After the required notice and public hearing, the Board of Supervisors denied Clingempeel a special use permit for a trailer park he proposed to locate in an area zoned agricultural, under the provisions of the 1967 Zoning Ordinance of Amherst County, especially Articles II and IX thereof. Clingempeel filed this suit for a declaratory judgment adjudicating the constitutionality and legality of the Board’s action, and adjudicating the constitutionality of the Zoning Ordinance as it applies to Clingempeel’s real estate.
The principal issue in the case arises from these facts: under the 1967 ordinance, the entire county was not mapped and zoned, but the portion which was mapped and zoned consisted primarily of a strip of land extending 1220 feet on each side of the center of U.S. Highway No. 29 which runs through the county north and south for a distance of over twenty miles; the Board felt that this area adjacent to Highway No. 29 required more restrictive planning than other areas of the County, and that at that time, the cost of further mapping and zoning was too great in proportion to the benefits to accrue; the county is now completely zoned, and detailed zoning maps are now in preparation, but this was not accomplished until about two months after the Board denied the special use permit to complainant under the 1967 ordinance and the partial mapping and zoning thereunder; a substantial portion of *529the affected 58.5 acre tract of complainant is within 1220 feet of the center of Highway No. 29, and zoned agricultural, which tract was purchased by complainant in 1975-76.
This case was heard by the Court on December 22, 1976, the evidence presented ore tenus, and counsel have filed excellent briefs. After a thorough review of the facts and applicable law, the Court is of the opinion, and so finds, that the action of the Board in denying the special use permit^was valid,® lawful, and proper in all respects, and the 1967 Zoning Ordinance, as it applies to complainant’s real estate under the facts of this case, was and is valid, lawful and proper in all respects, for the following reasons.
The zoning of only a portion of a county is not per se unlawful or void. "Whether the entire area of the county should have been zoned is a matter which the General Assembly, through the enabling act, has delegated to the local legislative body, the County Board of Supervisors. It is a legislative matter with which are we not concerned." County of Fairfax v. Parker, 186 Va. 675, 680 (1947). Section 15.1-486 of the Code, and its predecessors, did not require 100% of a county to be zoned, and the 1969 amendment to this section made the legislative intent perfectly clear by adding the words "or any substantial portion thereof." Certainly a parcel of land 2440 feet wide and over twenty miles long is a substantial or considerable portion of Amherst County, especially with Route 29 running the length of the center of the parcel.

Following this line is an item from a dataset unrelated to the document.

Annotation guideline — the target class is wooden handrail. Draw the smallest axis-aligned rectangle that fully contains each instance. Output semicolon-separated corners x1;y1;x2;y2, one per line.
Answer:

The partial zoning of Amherst County under the 1967 ordinance was not arbitrary and unreasonable, and at the least, the reasonableness of the ordinance was fairly debatable. "Local governing bodies, because of their knowledge of local conditions and the needs of their individual communities, are allowed wide discretion in the enactment and amendment of zoning ordinances. A court should not substitute its judgment for that of the local legislative body unless there has been a clear abuse of power." Byrum v. Orange County, 217 Va. 37, 39 (1976). The Court finds no abuse of power whatsoever in the 1967 partial zoning of Amherst County. In fact, the 1967 ordinance is, in the opinion of the Court, an example of wise and prudent planning by a progressive county which was one of only *530nine counties in the State of Virginia with a zoning ordinance in 1947. See footnote 2, County of Fairfax v. Parker, supra, 680.
The issuance or denial of special use permits under the 1967 ordinance is a legislative function of the Board of Supervisors, within reasonable and sufficient guidelines set forth in the statutes and ordinance. The Court finds that the Board did not act arbitrarily or capriciously in denying the permit to Clingempeel and that the Board had the specific right in the exercise of its legislative discretion to deny this permit. This finding is fully supported by the opinion of the Supreme Court in a strikingly similar case, Byrum v. Orange County, supra.